La laïcité à l’école est ce qui permet d’y garantir l’égalité de tous les élèves, quelles que soient leurs convictions ou croyances. Tous doivent être accueillis de la même manière et y recevoir les mêmes enseignements. Dans ce cadre, les enseignants, parce qu’ils exercent le service public neutre et impartial de l’éducation nationale, sont soumis à un strict devoir de neutralité dans leur comportement comme dans leur apparence (ils ne peuvent porter aucun signe religieux ou convictionnel, même discret). La laïcité assure ainsi aux élèves l’accès à une culture commune et partagée. Elle permet l’exercice de leur liberté d’expression dans la limite du bon fonctionnement de l’école et de la liberté d’autrui, dans une phase de construction de leur identité. C’est en se fondant sur ce principe qu’il leur est demandé depuis 2004 de ne manifester une éventuelle appartenance religieuse que par des signes discrets, et non par des signes « ostensibles », c’est-à-dire visibles de tous et qui ne peuvent pas être portés communément par n’importe qui.
Comment éduquer à la laïcité à l’école ? Le cadre laïque participe-t-il à cette éducation ?
Comme le rappelle l’article 12 de la Charte de la laïcité, co-rédigée notamment par d’anciens membres de l’Observatoire de la laïcité et des fonctionnaires du ministère de l’Education nationale, les enseignements sont laïques, ce qui garantit aux élèves l’ouverture la plus objective possible à la diversité des visions du monde ainsi qu’à l’étendue et à la précision des savoirs. Aucun sujet n’est a priori exclu du questionnement scientifique et pédagogique. Bien sûr, expliquer efficacement la laïcité suppose des mises en situation concrètes. Il s’agit, comme le disait Ferry, de « préparer dans l’enfant le futur citoyen ». Alors qu’avant la réinstauration de l’EMC, l’instruction civique se limitait le plus souvent à une présentation « verticale » des institutions publiques et des droits civiques, l’EMC doit permettre, par l’interaction, la construction d’une culture morale et civique, de présenter les principes de la République, en particulier la laïcité, et transmettre un socle de valeurs communes. Cela passe par des jeux de rôle, des saynètes, etc. Il est en ce sens regrettable que la réforme de l’EMC en 2019 (à la demande de Jean-Michel Blanquer) ait abouti à un enseignement plus vertical et moins interactif. Car l’EMC doit développer le sens moral et l’esprit critique et permettre à l’élève d’apprendre à adopter un comportement réfléchi. Il prépare à l’exercice de la citoyenneté et sensibilise à la responsabilité individuelle et collective. L’EMC est un enseignement pour permettre de se construire dans la confrontation à l’autre, de penser par soi-même et contre soi. Il permet aussi de librement adhérer ou non à une croyance ou une conviction, en favorisant la conquête de l’autonomie intellectuelle et en donnant des outils sans imposer.

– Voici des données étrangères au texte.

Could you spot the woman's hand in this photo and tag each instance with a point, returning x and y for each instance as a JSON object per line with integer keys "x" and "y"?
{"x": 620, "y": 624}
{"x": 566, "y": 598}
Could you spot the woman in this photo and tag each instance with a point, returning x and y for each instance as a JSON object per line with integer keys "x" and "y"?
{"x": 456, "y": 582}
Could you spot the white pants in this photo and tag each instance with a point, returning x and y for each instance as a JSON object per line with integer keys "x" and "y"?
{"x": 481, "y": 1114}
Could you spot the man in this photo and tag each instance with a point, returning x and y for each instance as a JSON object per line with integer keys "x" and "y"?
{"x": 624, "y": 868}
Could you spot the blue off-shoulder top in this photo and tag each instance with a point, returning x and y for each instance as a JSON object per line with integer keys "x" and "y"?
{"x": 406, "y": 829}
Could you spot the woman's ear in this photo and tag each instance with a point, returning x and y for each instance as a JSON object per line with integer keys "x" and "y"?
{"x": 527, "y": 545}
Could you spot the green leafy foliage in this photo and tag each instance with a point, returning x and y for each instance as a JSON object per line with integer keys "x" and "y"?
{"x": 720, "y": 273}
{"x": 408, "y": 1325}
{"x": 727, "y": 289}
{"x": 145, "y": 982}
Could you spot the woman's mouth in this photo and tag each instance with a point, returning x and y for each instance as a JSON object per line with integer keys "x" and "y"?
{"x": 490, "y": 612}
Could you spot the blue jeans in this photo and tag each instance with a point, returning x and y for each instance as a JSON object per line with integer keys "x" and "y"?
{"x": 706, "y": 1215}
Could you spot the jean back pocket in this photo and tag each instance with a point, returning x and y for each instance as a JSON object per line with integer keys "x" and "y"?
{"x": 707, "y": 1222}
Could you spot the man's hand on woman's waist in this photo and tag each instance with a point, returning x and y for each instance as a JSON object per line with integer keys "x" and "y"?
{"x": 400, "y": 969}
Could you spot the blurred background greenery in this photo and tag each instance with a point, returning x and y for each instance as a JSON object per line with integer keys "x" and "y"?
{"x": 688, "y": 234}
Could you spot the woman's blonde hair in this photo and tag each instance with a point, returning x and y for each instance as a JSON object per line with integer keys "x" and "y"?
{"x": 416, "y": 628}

Former à la laïcité pour éduquer à la laïcité : quelles formations aujourd’hui pour les personnels sont à disposition?
L’Observatoire de la laïcité ayant été supprimé il y a quelques années, c’est à l’exécutif – désormais censuré, attendons de connaître le nouveau gouvernement – qu’il faut poser cette question. Cependant, et heureusement, certaines des formations mises en place par l’Observatoire existent toujours, comme le plan « Valeurs de la République et laïcité », piloté au niveau national par l’ANCT et à destination des acteurs associatifs et des agents de l’État. La formation en ligne, de 2 à 3 heures, sur Mentor, s’inspire largement des travaux de l’Observatoire. Pour les agents des collectivités locales, les formations que l’Observatoire avait réalisées avec le CNFPT se déclinent toujours. Mais l’on constate une instrumentalisation de la laïcité y compris à ce niveau, avec des sensibilisations délivrées par des intervenants qui ne sont pas de vrais experts et qui sont d’abord des idéologues, comme pour le dernier colloque sur le sujet de la région Ile-de-France. Au sein de l’Éducation nationale, les ministres ont voulu mettre en place leur propre formation sur M@gistère et en présentiel. Beaucoup nous l’ont décrite comme inégale, insuffisante en termes de moyens et de déploiement, et imparfaite à plus d’un titre. C’est évidemment regrettable. Les formations indiquées plus haut leur sont néanmoins normalement toujours accessibles.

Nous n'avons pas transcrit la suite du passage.